Friday, November 2, 3:30 – 5:00pm
Rosenwald Room, Library of Congress

Former Chesapeake Chapter Denker Fellow (2015) Na’ama Zussman will deliver a talk entitled “The Liminal Experience of the Artist’s Book” at the next meeting of the Washington Area Group for Print Culture Studies. 

Abstract: Established in the 20th-century, an artist’s book is an idiosyncratic manifestation of art, a framework of space and time conveyed through modes of re-distribution and re-coding of a pre-existing cultural object—the book. The myriad literature on artists’ books proposes a true reflection of the difficulties posed by this phenomenon and reveals the debate’s labyrinthine nature.

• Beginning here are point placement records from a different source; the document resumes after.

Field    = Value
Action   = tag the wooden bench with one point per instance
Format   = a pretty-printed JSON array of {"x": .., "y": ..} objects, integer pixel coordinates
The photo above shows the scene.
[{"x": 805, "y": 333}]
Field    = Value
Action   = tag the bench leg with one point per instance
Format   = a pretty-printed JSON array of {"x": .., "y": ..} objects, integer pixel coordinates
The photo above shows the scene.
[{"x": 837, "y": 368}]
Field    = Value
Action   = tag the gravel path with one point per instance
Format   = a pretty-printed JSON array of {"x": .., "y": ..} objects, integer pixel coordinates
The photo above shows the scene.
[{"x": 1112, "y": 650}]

These difficulties bring forth a necessity to change the course of the debate—from category-based to an observation of the ways artists’ books stimulate experience. In this talk, and through a few artists’ books from The Rare Book and Special Collections Division in the Library of Congress, I will portray the ways in which experience is embodied in the artist’s book, constantly oscillating between the German duo of ‘Erfahrung’ and ‘Erlebnis’ (‘Erfahrung’ refers to the accumulation of the experience(s) over time, while ‘Erlebnis’ marks one’s own experience, relating thus to a concrete, stimulating, event). The artist’s book leans upon millennia of the book’s experience, as both notion and form (and on a loyal sensorial readership), while simultaneously being registered against given regimental praxis. Hence, it conveys a lived and concrete experience, and opens possibilities of experimentation that breach the perception of the senses: of what can be known, thought, said, and done. Is this a moment of collapse, or a moment that transports us elsewhere?

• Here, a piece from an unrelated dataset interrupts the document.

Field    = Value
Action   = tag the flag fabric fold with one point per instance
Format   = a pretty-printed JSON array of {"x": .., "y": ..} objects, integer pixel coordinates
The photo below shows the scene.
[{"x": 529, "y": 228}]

Na’ama Zussman is an artist and a Ph.D. candidate in the Cultural Studies program at the Hebrew University of Jerusalem. Her research, entitled Artists’ Books—A Framework of Re-Distributions, draws attention to the critical impetus of artists’ books and the link between the aesthetic and the political they provide. Zussman holds a master’s degree in Art and the Book from The George Washington University’s Corcoran School of the Arts & Design. Her thesis essay, which received the Award for Graduate Critical Writing, discusses the coexistence of artists’ books as both map and territory.

The Jefferson Building is located between First and Second Streets, SE in the District of Columbia. Nearest metro stops are Capitol South (blue and orange lines) and Union Station (red line).